AI does not replace the documenter. It clears the boring 80% off your plate so you finally have time for the 20% only you can write.
Don’t trade “no docs” for “wrong docs”
One warning, because it is the failure mode I see coming. Generating docs is now so cheap that teams will flood their repos with them - and stale documentation is worse than none. A doc that confidently describes a system that no longer exists doesn’t inform the reader; it actively misleads them.
Auto-generation makes this danger bigger, not smaller. Guard against it:
- Generate close to the code - regenerate the README and API docs from the source, so they track reality instead of drifting from it.
- Put it in the pipeline - regenerate on release, fail the build when docs and code diverge.
- Date and scope the human notes - “as of v2.4, we chose X because Y” ages honestly; “the system works like this” rots silently.
Leave a better trail
Think of your codebase as a trail through the wilderness. For years, most of us hiked through and left almost no markers - too busy moving to stop and carve a sign. The people who came after us got lost in exactly the spots we already knew were treacherous.

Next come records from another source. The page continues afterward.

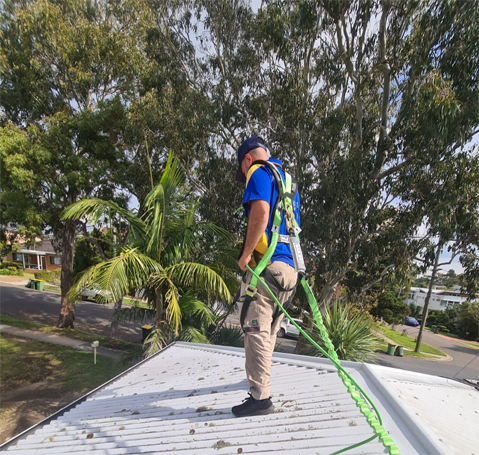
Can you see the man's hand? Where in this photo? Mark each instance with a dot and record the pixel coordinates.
(243, 261)
(257, 222)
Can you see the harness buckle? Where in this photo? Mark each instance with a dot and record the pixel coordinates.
(251, 292)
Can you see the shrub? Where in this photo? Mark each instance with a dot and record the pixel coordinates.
(350, 334)
(50, 277)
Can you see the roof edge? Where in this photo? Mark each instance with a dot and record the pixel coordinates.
(422, 432)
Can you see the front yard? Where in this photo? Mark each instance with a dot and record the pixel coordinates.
(37, 379)
(408, 342)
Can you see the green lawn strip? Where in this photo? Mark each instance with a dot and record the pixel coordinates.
(56, 289)
(24, 362)
(71, 333)
(407, 341)
(384, 348)
(138, 303)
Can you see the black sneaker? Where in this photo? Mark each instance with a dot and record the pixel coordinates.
(252, 407)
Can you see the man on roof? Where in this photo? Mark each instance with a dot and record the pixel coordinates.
(260, 316)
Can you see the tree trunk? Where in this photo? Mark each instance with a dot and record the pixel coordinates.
(67, 311)
(159, 308)
(428, 297)
(114, 322)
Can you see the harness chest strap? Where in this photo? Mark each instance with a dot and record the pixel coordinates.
(284, 202)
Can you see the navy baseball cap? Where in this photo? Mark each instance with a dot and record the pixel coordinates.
(247, 145)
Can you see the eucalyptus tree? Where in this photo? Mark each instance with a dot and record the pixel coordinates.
(170, 256)
(68, 72)
(360, 100)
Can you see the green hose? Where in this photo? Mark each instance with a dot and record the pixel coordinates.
(357, 393)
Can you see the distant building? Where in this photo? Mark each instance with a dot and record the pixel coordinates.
(40, 256)
(440, 298)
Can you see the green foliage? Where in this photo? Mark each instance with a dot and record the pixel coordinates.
(86, 252)
(368, 118)
(415, 311)
(68, 75)
(390, 308)
(51, 277)
(350, 333)
(172, 256)
(468, 320)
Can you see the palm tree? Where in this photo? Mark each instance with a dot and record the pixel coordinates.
(174, 259)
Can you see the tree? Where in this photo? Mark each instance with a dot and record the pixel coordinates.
(362, 100)
(390, 308)
(90, 251)
(67, 71)
(451, 199)
(159, 260)
(415, 311)
(468, 320)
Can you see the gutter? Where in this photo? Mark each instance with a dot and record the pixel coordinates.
(6, 445)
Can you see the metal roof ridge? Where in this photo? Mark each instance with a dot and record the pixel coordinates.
(422, 432)
(289, 359)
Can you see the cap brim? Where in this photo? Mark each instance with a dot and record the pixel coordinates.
(240, 177)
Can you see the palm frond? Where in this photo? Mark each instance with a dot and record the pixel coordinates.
(116, 276)
(199, 277)
(173, 311)
(193, 308)
(134, 314)
(93, 209)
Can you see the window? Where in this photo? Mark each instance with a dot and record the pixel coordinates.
(18, 257)
(55, 260)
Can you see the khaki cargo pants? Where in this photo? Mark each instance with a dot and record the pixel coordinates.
(259, 332)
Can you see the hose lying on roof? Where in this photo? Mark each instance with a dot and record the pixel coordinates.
(357, 393)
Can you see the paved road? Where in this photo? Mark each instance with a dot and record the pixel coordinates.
(465, 363)
(44, 307)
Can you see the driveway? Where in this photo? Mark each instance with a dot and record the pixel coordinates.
(44, 307)
(464, 365)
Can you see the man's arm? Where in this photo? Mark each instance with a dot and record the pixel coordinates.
(257, 221)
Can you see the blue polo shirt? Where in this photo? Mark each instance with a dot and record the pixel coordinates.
(260, 185)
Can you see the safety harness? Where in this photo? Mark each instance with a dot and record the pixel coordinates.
(284, 204)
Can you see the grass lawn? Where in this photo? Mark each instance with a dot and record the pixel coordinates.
(24, 362)
(138, 303)
(37, 379)
(71, 333)
(56, 289)
(407, 342)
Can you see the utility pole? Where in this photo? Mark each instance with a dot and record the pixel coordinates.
(428, 297)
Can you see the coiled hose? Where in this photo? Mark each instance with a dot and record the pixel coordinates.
(357, 393)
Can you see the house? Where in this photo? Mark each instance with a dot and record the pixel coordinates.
(440, 298)
(179, 402)
(40, 256)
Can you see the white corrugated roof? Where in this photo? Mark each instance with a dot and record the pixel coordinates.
(179, 402)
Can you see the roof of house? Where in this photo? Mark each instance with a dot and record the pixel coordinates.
(44, 246)
(179, 401)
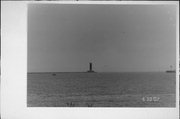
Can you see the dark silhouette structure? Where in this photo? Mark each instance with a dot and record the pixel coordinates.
(90, 68)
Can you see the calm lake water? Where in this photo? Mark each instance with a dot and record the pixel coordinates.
(101, 90)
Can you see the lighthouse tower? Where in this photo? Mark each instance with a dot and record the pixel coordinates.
(90, 68)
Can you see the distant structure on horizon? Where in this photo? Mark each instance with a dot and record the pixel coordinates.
(171, 70)
(90, 68)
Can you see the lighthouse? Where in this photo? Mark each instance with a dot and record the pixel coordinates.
(90, 68)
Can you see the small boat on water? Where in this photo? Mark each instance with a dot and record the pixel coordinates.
(171, 70)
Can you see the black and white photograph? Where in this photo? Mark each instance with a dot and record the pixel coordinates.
(88, 55)
(89, 59)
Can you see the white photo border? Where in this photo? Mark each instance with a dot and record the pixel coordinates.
(14, 71)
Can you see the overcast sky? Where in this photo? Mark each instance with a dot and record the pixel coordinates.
(115, 38)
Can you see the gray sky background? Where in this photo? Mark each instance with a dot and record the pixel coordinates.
(115, 38)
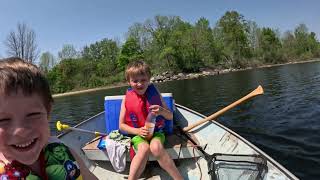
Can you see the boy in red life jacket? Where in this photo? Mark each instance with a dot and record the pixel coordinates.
(25, 142)
(143, 98)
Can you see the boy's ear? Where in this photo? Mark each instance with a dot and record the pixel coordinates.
(49, 109)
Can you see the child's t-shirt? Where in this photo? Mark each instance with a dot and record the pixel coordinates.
(57, 160)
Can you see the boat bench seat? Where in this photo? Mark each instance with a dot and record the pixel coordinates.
(176, 147)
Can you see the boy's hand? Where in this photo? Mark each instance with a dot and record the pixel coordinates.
(156, 109)
(143, 131)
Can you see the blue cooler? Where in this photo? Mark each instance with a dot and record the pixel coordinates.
(112, 106)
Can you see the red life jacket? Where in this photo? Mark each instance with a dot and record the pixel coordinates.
(137, 107)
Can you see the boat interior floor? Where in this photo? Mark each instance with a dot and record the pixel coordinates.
(176, 145)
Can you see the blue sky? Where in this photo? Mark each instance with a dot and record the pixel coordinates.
(81, 22)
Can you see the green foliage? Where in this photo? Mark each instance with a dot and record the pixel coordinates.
(234, 29)
(68, 52)
(269, 46)
(47, 61)
(130, 51)
(168, 43)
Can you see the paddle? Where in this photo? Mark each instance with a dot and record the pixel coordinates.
(257, 91)
(62, 127)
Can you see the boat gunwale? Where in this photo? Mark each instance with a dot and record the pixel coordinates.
(270, 159)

AI just handed you a machine that paints trail markers in seconds. Let it. Mark the paths, the distances, the switchbacks - all the mechanical stuff. But remember: the machine only knows the trail you did walk. It cannot warn about the ravine you turned back from, or why. That sign - “don’t go this way, we tried, here’s what happened” - only you can carve.
Let the machine paint the markers. You save your energy for the warnings that keep the next hiker alive.